La Révolution Française a culbuté l’ordre ancien, féodal. C’était donc bien le libéralisme qui était en capacité d’une part de débarrasser la sanctuarisation des classes anciennes, les trois ordres (au nom de l’égalité des individus) et d’autre part d’apporter cette dynamique, cette flexibilité pour faire émerger une nouvelle société et rentrer toutes les inventions techniques de la révolution industrielle. C’est d’ailleurs le courant jacobin, qui a su capitaliser au fur et à mesure les acquisitions économiques, sociales, techniques, qui a fait la spécificité de cet état français y compris d’être une pépinière de grandes entreprises. C’est aussi la forme japonaise après le seconde guerre mondiale, avec sogo sosha main dans la main avec l’état pour pénétrer le marché mondial et nourrir le jeu libéral des entreprises du marché intérieur.

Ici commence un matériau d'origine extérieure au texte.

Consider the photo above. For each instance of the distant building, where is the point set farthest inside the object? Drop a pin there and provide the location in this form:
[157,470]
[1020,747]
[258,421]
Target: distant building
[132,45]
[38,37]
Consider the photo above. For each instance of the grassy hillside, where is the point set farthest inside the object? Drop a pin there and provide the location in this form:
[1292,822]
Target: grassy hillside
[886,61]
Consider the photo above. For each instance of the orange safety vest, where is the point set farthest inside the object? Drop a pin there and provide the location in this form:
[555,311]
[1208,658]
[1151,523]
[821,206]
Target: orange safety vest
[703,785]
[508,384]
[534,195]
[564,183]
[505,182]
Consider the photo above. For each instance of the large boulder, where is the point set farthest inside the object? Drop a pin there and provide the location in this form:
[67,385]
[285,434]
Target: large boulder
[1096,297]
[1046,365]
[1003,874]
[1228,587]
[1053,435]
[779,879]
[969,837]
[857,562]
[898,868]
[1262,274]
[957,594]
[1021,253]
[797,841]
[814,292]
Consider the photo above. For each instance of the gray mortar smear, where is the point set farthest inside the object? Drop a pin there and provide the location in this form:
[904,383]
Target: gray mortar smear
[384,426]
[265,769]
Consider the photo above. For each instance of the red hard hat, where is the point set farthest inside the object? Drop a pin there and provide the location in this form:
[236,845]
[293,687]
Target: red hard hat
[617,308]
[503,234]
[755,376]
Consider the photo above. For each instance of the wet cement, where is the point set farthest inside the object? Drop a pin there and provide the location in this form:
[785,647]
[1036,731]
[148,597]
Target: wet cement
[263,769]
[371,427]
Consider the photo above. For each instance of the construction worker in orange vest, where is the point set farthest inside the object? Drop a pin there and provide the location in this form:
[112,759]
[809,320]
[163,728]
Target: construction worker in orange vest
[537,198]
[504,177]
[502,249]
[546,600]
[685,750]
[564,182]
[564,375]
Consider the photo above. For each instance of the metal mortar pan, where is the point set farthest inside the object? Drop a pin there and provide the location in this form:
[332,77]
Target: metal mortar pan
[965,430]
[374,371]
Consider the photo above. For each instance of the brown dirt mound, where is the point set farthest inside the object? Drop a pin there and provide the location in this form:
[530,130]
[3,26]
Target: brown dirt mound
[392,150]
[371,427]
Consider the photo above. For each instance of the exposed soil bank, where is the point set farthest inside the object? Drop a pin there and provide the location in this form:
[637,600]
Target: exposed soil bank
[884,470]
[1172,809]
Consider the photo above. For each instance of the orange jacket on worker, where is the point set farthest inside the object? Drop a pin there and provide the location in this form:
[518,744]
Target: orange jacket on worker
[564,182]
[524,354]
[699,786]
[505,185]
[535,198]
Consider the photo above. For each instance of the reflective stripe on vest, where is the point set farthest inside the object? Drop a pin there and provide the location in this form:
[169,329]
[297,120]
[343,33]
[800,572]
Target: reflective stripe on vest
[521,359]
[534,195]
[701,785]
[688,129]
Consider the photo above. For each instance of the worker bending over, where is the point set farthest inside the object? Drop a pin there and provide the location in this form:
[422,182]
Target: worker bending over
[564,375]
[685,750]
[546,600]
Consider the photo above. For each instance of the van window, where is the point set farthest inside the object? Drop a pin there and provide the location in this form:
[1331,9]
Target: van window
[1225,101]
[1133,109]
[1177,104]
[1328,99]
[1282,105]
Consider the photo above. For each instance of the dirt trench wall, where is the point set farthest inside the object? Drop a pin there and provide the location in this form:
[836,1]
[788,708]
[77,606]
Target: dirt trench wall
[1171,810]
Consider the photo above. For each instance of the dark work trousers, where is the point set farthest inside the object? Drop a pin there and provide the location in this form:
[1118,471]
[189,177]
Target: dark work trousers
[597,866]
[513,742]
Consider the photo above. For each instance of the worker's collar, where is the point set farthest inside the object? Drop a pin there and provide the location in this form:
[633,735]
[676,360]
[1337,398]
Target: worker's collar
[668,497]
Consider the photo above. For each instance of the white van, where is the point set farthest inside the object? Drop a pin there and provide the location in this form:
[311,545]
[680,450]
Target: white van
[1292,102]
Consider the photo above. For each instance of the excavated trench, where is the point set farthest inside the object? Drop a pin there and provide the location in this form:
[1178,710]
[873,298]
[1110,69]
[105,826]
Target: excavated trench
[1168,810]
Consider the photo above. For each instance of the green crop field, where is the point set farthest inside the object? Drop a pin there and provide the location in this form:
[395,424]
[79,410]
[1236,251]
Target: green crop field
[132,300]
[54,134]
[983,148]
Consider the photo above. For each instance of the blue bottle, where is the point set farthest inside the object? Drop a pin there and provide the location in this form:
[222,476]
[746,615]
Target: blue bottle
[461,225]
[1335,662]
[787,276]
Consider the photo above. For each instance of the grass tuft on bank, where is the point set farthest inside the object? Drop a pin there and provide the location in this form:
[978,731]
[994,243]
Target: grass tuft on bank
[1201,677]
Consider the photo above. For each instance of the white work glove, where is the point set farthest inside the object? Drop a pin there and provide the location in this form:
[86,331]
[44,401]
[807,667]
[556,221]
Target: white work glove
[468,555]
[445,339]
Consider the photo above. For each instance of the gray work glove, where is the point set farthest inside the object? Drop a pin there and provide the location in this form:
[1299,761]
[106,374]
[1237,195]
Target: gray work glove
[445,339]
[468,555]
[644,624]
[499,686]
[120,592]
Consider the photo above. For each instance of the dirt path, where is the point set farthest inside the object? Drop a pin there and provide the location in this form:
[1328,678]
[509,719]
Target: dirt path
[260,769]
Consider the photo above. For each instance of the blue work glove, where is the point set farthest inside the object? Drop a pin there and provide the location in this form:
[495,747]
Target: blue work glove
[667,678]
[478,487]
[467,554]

Mais avec le rejet de l’ordre ancien est peut-être resté dans l’imagerie collective l’idée que l’ordre naturel est celui de l’arbitraire, celui de l’autoritarisme. Ce sont les principes (DDHC, lois de la République, principes de laïcité) qui se sont substitués à l’ordre naturel, ont effacé la prise en compte des "biotopes" sociaux. Notamment l’échelle communale, laboratoire organique des sociétés, elle même devenue survivance de l’Ancien Régime. Le libéralisme, moyen d’émancipation, étant devenu sa propre référence, son propre moyen de justification.